Data Engineering Internship 2026
Section
The Capstone Project (Weeks 8–12)
From Week 8 onwards you build the Movie Analytics System — an individually-built end-to-end analytics platform that integrates everything from the first seven weeks.
Technical Requirements
Your capstone must demonstrate proficiency across all five technical areas. Refer to the evaluation rubric in Chapter 11.
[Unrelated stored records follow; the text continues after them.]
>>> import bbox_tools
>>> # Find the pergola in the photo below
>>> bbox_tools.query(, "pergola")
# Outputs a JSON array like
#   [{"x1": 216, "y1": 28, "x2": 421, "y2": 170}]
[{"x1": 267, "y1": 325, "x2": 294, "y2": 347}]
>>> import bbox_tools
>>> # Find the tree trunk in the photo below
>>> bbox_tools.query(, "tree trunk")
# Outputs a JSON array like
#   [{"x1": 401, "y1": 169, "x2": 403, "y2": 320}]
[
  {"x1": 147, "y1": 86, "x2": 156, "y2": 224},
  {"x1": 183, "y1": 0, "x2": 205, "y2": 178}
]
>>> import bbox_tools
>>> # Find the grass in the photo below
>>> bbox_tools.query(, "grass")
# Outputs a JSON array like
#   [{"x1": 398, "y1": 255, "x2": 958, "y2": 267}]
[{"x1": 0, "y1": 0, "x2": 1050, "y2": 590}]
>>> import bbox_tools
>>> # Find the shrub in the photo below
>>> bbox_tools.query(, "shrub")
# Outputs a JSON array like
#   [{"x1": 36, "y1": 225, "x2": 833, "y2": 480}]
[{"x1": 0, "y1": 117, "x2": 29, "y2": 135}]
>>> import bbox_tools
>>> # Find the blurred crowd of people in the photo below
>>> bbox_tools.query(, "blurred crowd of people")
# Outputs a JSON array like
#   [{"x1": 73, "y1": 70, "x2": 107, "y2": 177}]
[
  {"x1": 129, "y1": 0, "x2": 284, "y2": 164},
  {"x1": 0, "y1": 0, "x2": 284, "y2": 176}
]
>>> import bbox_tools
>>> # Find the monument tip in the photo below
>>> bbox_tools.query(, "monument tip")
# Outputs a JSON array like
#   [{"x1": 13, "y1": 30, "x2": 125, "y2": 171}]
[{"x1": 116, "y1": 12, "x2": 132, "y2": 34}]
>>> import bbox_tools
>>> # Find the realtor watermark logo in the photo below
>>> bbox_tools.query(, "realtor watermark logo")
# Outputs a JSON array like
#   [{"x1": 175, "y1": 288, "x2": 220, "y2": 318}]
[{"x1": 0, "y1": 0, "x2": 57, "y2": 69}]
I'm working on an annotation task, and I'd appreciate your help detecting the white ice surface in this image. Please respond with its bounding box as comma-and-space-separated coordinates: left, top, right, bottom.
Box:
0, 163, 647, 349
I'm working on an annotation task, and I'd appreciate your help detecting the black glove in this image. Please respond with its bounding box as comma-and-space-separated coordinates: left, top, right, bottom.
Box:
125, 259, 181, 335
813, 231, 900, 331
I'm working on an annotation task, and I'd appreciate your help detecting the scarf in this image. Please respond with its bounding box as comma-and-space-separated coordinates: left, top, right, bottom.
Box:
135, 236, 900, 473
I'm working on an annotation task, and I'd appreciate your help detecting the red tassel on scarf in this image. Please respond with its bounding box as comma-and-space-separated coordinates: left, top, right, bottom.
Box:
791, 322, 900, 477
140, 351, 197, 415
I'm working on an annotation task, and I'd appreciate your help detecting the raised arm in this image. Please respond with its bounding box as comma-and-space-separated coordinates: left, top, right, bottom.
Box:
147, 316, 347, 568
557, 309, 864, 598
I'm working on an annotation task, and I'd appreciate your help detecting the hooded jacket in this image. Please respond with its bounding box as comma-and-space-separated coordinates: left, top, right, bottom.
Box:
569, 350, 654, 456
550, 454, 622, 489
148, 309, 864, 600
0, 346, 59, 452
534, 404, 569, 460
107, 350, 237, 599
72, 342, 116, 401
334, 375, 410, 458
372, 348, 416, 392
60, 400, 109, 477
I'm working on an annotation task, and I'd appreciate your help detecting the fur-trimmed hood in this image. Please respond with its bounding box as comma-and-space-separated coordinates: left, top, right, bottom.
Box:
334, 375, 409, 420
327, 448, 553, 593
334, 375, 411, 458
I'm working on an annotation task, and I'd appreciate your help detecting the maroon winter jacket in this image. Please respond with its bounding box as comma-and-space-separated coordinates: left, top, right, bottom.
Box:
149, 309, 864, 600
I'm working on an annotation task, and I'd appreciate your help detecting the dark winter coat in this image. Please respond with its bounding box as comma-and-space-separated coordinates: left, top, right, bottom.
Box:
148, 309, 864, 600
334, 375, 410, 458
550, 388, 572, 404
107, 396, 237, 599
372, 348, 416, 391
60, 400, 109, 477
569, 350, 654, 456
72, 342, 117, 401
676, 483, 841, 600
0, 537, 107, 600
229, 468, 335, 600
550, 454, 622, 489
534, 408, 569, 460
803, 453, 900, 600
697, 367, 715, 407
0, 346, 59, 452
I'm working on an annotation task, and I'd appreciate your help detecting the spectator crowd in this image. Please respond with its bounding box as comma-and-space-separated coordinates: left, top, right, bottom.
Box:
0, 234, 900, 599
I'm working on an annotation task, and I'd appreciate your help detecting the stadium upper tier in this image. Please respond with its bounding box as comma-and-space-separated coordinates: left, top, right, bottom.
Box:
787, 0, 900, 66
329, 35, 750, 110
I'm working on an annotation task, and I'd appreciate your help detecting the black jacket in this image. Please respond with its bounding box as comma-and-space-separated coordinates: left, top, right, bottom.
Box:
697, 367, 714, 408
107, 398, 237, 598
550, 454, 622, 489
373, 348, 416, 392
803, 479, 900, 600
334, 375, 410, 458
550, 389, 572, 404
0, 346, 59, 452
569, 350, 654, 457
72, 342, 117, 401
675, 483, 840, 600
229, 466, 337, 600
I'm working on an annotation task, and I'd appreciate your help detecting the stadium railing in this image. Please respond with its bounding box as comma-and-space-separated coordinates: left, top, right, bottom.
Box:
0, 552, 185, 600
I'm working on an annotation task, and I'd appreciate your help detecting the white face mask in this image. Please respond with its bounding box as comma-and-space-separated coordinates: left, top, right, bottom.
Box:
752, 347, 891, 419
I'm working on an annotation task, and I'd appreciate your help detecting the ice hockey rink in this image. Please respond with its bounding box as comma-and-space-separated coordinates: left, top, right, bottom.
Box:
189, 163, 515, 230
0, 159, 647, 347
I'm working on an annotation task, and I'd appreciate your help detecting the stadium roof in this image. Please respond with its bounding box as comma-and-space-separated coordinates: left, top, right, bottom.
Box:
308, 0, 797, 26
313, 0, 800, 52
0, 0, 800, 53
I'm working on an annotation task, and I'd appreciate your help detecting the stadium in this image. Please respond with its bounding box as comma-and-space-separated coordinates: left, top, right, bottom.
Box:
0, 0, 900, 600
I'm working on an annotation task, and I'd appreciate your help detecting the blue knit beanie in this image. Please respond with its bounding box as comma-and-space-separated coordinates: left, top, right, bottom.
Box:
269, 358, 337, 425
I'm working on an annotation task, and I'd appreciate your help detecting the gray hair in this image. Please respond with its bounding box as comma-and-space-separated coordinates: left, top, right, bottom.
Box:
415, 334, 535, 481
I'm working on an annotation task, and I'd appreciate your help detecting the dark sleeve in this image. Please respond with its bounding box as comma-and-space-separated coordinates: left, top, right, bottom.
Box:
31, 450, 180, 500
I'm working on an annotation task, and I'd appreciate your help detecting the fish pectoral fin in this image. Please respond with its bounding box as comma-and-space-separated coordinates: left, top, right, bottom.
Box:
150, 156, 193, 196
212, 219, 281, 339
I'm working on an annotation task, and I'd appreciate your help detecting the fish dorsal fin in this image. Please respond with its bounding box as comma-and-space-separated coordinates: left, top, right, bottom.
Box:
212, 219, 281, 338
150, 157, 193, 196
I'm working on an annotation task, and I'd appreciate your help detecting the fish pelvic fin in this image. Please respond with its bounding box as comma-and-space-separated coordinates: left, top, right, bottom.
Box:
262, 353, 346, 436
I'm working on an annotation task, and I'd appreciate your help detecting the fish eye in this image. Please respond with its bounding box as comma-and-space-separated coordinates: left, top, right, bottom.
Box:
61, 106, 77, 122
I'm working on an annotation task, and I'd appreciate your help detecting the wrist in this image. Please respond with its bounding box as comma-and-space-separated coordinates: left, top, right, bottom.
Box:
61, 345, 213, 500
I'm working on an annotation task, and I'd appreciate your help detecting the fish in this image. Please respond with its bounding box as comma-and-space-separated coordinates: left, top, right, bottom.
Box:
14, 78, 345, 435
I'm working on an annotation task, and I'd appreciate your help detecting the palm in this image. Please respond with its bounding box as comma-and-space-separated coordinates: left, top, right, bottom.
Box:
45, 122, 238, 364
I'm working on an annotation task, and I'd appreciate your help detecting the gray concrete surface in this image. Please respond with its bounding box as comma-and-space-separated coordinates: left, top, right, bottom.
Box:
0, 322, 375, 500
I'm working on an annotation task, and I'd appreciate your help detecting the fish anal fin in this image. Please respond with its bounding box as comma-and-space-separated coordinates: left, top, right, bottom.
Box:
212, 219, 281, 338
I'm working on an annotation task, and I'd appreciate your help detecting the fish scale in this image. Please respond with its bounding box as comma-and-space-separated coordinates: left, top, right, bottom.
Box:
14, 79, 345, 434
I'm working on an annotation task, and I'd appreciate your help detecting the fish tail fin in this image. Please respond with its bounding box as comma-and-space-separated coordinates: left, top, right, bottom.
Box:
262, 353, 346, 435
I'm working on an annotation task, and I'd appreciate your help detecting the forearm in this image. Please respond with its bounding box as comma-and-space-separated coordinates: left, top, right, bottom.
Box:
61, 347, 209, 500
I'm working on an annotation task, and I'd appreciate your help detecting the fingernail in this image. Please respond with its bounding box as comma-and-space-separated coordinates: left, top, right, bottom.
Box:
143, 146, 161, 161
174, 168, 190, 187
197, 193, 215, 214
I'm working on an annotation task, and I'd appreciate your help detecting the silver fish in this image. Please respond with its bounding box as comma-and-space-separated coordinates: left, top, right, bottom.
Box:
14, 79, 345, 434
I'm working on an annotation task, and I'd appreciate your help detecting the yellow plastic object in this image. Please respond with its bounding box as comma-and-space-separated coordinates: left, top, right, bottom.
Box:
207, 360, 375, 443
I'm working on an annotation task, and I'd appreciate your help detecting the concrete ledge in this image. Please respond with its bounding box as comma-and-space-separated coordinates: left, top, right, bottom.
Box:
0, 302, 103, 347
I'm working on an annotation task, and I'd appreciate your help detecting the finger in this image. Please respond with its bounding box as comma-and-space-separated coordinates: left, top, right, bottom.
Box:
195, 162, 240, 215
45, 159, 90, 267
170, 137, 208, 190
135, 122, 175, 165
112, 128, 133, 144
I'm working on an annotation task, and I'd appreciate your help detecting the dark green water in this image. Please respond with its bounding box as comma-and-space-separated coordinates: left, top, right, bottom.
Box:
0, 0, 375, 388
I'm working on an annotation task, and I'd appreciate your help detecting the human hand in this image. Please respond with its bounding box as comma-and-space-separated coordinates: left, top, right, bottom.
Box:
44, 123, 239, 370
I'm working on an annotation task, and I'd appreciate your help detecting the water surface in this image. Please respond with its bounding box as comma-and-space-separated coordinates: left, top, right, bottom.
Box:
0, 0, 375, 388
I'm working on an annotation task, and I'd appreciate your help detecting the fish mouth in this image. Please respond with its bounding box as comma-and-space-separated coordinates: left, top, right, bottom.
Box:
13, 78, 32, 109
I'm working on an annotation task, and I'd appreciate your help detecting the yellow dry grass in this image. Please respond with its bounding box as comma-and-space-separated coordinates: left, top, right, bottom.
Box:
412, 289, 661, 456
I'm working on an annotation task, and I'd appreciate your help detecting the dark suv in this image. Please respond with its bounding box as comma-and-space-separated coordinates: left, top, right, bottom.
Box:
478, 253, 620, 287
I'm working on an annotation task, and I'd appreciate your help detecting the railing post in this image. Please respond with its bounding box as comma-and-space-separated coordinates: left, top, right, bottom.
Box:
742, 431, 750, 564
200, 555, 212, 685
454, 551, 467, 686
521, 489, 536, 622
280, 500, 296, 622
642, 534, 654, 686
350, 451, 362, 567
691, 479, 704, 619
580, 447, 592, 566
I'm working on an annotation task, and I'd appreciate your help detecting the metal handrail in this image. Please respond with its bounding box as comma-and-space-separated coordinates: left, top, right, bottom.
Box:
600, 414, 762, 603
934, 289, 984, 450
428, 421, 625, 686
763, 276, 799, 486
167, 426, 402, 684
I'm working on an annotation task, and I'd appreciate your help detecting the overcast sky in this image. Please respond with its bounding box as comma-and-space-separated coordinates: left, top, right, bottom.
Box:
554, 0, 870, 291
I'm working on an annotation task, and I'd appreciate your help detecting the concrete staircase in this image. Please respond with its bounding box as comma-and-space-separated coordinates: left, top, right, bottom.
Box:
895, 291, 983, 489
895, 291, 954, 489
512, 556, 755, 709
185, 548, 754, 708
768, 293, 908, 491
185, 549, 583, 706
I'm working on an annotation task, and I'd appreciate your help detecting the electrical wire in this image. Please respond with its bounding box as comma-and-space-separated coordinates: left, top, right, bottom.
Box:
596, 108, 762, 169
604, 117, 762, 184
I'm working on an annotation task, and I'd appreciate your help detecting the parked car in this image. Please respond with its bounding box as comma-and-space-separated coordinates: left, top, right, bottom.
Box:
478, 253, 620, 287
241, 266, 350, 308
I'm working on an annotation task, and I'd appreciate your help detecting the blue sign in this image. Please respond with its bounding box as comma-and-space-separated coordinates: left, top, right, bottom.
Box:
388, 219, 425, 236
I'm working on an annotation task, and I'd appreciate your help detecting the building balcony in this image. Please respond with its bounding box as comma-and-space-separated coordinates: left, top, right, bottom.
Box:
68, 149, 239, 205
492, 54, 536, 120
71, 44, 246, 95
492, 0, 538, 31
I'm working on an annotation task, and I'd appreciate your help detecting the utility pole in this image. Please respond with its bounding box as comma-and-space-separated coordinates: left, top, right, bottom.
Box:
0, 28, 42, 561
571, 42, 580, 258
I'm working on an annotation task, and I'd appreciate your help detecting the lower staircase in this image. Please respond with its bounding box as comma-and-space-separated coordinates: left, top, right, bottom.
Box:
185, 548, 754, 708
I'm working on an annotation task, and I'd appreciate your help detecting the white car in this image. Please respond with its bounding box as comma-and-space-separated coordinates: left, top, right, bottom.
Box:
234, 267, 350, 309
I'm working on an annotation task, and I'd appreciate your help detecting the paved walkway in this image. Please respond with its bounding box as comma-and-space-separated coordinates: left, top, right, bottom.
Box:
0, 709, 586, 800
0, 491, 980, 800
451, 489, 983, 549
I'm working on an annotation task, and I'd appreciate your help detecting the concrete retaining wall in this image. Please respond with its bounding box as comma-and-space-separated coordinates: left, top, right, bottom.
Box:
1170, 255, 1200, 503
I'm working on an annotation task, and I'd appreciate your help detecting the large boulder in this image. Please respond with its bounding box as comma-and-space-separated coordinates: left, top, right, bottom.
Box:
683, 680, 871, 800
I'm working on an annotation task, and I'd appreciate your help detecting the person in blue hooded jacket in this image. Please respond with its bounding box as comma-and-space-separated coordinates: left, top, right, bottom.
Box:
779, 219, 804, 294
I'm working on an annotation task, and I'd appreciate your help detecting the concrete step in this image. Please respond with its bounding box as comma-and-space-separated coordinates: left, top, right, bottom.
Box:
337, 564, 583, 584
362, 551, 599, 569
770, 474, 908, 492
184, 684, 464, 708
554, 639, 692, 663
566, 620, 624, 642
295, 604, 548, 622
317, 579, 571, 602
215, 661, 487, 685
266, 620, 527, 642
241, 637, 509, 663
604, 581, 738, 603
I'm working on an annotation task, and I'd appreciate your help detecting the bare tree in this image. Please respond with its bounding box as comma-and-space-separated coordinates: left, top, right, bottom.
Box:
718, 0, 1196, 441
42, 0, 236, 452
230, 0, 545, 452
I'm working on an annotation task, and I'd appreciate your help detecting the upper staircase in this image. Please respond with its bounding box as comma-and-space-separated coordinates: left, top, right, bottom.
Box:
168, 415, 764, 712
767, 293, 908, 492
| Area | What to include |
|---|---|
| Python + Pandas | Classes for data extraction and transformation. Modular, reusable functions. Proper error handling. |
| PySpark | Batch data processing. Schema enforcement. Write to PostgreSQL or Parquet. |
| dbt | Full three-layer project (staging, intermediate, marts). Tests and documentation. source() and ref() used correctly. |
| Airflow | DAG that orchestrates the full pipeline end to end. Scheduled. All tasks have retries. |
| Power BI | Star schema data model. 5+ DAX measures. Dashboard with clear data story and recommended actions. |
Training Repo Structure
| Folder | Contents |
|---|---|
| data/ | Raw datasets and sample data files |
| notebooks/ | Exploratory analysis notebooks for each week |
| scripts/ | Python scripts for extraction and loading |
| dbt_project/ | dbt project starter template |
| airflow/dags/ | Airflow DAG examples |
| docs/ | Week-by-week activity instructions |
Capstone Presentation (Week 12)
The final presentation covers the full system. Prepare all four sections:
| Section | Time | What to cover |
|---|---|---|
| Live demo | 5 min | Walk through the Power BI dashboard. Show it answering at least 3 business questions. |
| Architecture walkthrough | 5 min | Diagram showing the full data flow: source → PySpark → PostgreSQL → dbt → Power BI. |
| Code walkthrough | 5 min | Show 2-3 key pieces of code: a dbt model, a PySpark job, or an Airflow DAG. Explain design decisions. |
| Learnings | 5 min | What was hardest. What you would do differently. What you are taking away from the bootcamp. |
Pro Tip
Read the full capstone brief on Day 1 of Week 8 — do not wait until Week 10 to understand the requirements.
Use the training repo notebooks as reference, not as copy-paste code. Write your own implementation.
Start the Power BI dashboard by Week 10 at the latest. Visualisation takes more time than expected.